I still have to try this but I’m having trouble understanding if this solution fits, given that recent versions of git have sparse checkout builtin and there’s a drone plugin, still not sure

  1. keep a git mirror around

so I was thinking that maybe I should keep an up to date git mirror somewhere in the cluster near drone, but I’m not finding much info, plus I think that once drone received the webhook it wants to go and clone the original github repo. I think I saw a git-sync utility that can be used as a sidecar to some pods but I’m having trouble fitting a solution in this picture

so I did not found any good solution to this, I’m really trying to cut down build times because a real build + image push for some folders is a matter of 2 minutes, the remaining 18 are just for setup around the build (clone, cache pull, cache push, etc.)

I’m looking for some ideas, I have this monorepo comprised of 15+ subfolders and I have steps for each one of those, with some logic for skipping the build if no file has been changed in each folder, based on git. Drone is on kubernetes.

Have you considered using an extension to automatically skip pipeline stages entirely baesd on files changed? There are a number of extensions you can setup that have been designed for this purpose. These are the most popular:

https://github.com/bitsbeats/drone-tree-config
https://github.com/meltwater/drone-convert-pathschanged

so I was thinking that maybe I should keep an up to date git mirror somewhere in the cluster near drone, but I’m not finding much info, plus I think that once drone received the webhook it wants to go and clone the original github repo.

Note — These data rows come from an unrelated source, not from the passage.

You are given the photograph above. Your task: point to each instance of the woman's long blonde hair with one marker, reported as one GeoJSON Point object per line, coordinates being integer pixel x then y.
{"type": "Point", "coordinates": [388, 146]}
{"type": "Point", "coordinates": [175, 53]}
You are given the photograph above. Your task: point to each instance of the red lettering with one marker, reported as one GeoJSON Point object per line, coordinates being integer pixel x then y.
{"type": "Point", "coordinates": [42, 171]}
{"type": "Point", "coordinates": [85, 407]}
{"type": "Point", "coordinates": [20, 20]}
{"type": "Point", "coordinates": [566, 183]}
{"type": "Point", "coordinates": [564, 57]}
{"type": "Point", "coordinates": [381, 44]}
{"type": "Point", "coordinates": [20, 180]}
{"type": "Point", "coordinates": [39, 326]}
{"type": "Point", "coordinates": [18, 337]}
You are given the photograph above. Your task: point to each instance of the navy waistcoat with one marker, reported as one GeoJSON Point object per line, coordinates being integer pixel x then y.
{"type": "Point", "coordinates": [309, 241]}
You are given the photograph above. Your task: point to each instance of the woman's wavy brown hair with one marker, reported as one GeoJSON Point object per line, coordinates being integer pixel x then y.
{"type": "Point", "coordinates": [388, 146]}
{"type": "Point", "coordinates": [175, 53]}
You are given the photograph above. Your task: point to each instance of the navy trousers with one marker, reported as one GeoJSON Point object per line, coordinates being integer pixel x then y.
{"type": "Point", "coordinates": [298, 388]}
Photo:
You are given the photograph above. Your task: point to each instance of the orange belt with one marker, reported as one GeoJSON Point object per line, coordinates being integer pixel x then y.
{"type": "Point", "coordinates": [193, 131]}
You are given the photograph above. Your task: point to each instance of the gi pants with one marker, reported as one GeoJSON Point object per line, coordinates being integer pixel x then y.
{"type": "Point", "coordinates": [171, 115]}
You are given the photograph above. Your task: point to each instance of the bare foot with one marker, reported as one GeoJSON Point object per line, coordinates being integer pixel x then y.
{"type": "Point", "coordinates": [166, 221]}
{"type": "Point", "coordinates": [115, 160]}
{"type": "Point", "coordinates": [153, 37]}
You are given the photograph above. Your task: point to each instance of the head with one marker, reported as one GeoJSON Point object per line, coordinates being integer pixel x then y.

Cloning is optional and can be disabled (and optionally replaced with custom logic). Drone is not going to solve this problem for you natively, however, it should expose all the necessary primitives that would allow you to solve the problem. For example, you could disable the default clone step and then add a step that retrieves your code from another location (you could use simple shell commands or even create a plugin). You could even look into using volumes, keeping in mind that you would need handle potential race conditions from multiple pipelines attempting to access the same volume at the same time.

thanks Brad, based on what you wrote I might have an additional idea, but first I need to write a step that does the cloning and I would like to follow the current drone logic closely.

I tried to check the source code to understand where and how the exact commands are issued but I’m not seeing it – can someone please point me in this area of code?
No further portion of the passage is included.